Carl-Daniel Hailfinger wrote:
On 30.06.2008 23:19, Peter Stuge wrote:
On Mon, Jun 30, 2008 at 10:47:23PM +0200, Rudolf Marek wrote:
@@ -97,7 +97,8 @@ if (!oddparity(readarr[1])) printf_debug("RDID byte 1 parity violation.\n"); manuf_id = (readarr[0] << 8) | readarr[1];
model_id = readarr[2];
model_id = (bytes == 3) ? readarr[2] :
((readarr[2] << 8) | readarr[3]);
Please improve this a bit, I suggest:
model_id=readarr[2]; if(bytes>3) { /* or 4==bytes */ model_id<<=8; model_id|=readarr[3]; }
With a fix (not neccessarily mine) for the above, this is:
Technically, both variants will fail for some chips. There are at least the following RDID responses: 1 byte manuf, 2 bytes model 2 bytes manuf, 1 byte model 2 bytes manuf, 2 bytes model and all of the above with additional data appended.
The existing code handles the first two cases, but not the third. The new code handles the first and third case, but not the second.

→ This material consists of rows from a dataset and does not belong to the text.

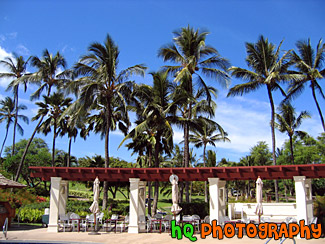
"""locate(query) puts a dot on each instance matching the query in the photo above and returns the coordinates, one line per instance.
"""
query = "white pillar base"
(52, 228)
(133, 229)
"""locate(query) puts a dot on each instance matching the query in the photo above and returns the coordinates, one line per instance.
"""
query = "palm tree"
(8, 114)
(69, 125)
(52, 107)
(48, 75)
(194, 58)
(310, 65)
(101, 87)
(204, 136)
(16, 71)
(288, 122)
(154, 122)
(267, 69)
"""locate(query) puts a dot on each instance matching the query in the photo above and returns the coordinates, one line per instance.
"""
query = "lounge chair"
(64, 222)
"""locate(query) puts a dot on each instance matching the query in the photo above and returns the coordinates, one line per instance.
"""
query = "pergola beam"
(184, 174)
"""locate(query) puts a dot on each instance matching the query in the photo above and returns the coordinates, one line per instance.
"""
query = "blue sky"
(140, 28)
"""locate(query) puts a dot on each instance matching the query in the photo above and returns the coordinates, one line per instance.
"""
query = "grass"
(164, 202)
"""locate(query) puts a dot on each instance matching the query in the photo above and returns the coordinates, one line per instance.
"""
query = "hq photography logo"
(262, 231)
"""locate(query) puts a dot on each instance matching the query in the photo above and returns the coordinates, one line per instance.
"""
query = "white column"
(309, 198)
(134, 205)
(301, 198)
(63, 197)
(217, 199)
(54, 204)
(142, 203)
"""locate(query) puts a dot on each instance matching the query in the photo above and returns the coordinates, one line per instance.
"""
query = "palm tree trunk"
(4, 141)
(205, 183)
(156, 193)
(149, 183)
(187, 158)
(29, 142)
(273, 140)
(317, 105)
(291, 149)
(53, 145)
(26, 149)
(16, 121)
(69, 152)
(108, 125)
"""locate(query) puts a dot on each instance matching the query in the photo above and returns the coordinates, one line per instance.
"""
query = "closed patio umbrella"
(175, 207)
(259, 198)
(94, 208)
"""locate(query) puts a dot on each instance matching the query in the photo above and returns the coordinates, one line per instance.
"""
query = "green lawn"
(164, 203)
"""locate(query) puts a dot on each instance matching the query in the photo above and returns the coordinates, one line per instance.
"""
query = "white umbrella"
(259, 198)
(175, 207)
(94, 208)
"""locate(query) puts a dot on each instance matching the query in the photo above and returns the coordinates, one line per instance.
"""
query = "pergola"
(216, 176)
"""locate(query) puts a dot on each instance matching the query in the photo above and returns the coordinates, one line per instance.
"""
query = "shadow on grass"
(24, 226)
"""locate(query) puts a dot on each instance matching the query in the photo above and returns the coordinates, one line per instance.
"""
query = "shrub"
(82, 194)
(18, 198)
(199, 208)
(319, 210)
(31, 215)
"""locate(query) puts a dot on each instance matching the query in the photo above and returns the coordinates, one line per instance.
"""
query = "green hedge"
(82, 194)
(30, 215)
(199, 208)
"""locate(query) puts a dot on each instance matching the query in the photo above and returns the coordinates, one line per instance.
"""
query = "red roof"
(184, 174)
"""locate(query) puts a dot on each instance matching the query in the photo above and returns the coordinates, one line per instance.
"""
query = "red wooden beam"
(184, 174)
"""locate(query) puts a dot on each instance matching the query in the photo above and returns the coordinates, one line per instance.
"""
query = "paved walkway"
(41, 234)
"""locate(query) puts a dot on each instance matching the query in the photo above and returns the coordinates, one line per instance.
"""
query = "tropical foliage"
(182, 94)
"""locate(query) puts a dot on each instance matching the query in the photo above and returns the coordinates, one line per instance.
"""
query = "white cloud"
(3, 54)
(12, 35)
(247, 122)
(178, 135)
(22, 50)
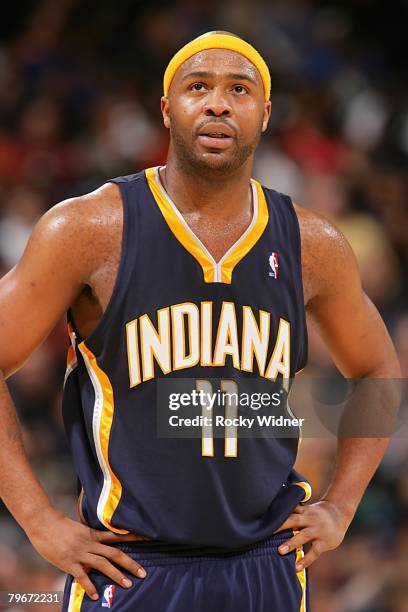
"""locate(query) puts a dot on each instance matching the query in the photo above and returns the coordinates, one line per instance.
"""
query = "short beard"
(210, 168)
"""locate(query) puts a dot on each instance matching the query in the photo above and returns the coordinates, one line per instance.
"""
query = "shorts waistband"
(268, 546)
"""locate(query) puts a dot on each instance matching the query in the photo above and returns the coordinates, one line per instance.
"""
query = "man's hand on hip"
(76, 549)
(322, 524)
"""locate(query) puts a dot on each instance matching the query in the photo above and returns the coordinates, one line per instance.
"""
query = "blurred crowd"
(80, 85)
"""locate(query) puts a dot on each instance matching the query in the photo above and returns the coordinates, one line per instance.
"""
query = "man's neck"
(216, 196)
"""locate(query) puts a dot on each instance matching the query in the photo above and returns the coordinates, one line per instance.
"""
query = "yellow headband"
(218, 41)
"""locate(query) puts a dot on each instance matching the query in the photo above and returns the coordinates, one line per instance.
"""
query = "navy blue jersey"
(174, 314)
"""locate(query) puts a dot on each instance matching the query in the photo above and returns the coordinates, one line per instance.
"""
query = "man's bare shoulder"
(326, 253)
(89, 213)
(88, 227)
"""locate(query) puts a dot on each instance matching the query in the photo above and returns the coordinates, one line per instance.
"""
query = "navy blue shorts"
(257, 580)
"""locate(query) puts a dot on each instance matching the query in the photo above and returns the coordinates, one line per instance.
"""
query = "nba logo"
(108, 594)
(273, 264)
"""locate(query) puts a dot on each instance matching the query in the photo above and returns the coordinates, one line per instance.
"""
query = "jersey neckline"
(213, 271)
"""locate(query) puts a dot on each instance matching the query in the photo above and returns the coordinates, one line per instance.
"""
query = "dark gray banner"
(258, 408)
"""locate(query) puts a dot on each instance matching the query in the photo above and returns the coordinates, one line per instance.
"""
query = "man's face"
(215, 111)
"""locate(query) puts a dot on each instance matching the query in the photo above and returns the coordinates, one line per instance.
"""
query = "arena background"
(80, 84)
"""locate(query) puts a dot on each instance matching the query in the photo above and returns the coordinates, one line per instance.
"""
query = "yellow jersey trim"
(77, 594)
(248, 241)
(301, 576)
(104, 408)
(213, 271)
(307, 489)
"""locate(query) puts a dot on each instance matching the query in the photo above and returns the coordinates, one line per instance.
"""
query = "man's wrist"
(345, 509)
(39, 519)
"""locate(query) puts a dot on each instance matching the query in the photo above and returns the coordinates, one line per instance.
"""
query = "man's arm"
(59, 261)
(361, 348)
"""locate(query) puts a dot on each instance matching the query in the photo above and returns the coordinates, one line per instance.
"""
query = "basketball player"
(191, 270)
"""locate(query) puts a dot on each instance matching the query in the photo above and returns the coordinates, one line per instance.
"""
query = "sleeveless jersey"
(177, 314)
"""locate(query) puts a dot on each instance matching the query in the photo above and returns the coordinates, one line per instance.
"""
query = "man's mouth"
(215, 136)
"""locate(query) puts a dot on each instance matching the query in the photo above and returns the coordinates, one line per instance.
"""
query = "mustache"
(213, 121)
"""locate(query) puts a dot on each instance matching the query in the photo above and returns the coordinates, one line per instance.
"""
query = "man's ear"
(164, 106)
(267, 114)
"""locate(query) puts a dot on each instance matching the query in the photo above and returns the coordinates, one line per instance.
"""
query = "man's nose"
(216, 104)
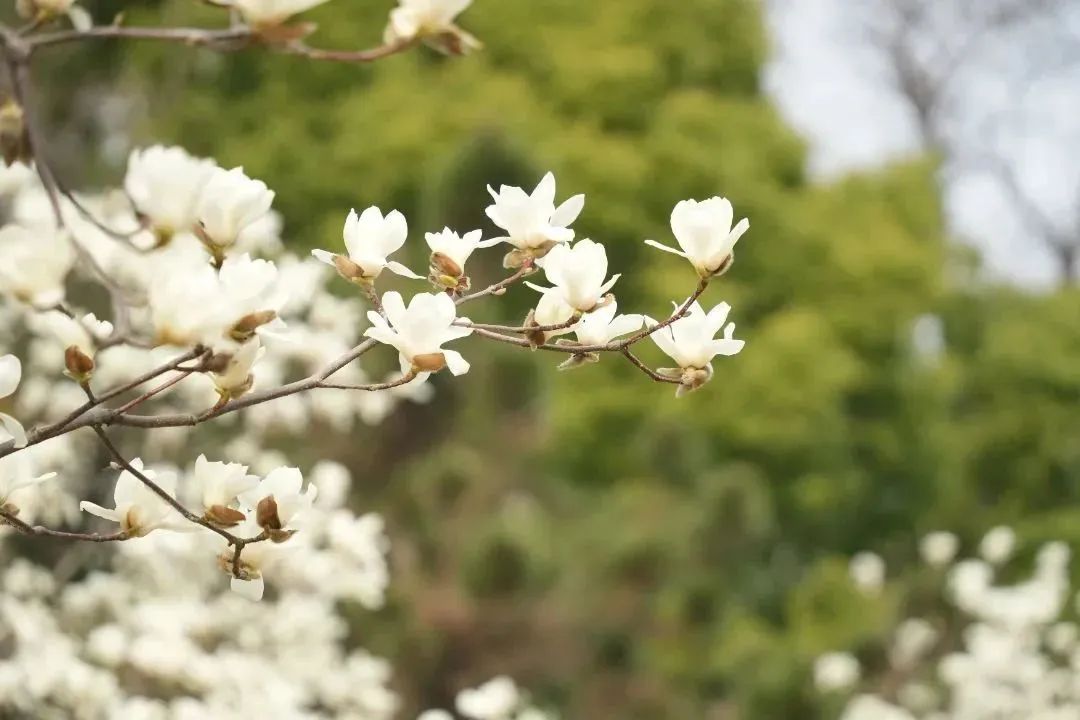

What chips are there that send the second case?
I know of some SPI chips which return 16 bytes for RDID. How about reading 16 bytes, cropping the result as needed?
Yes the numonyx do that, but what you read is a customer specific serial number, not part of the identification process.
Reading that might allow for some nice use cases though. (Does it?)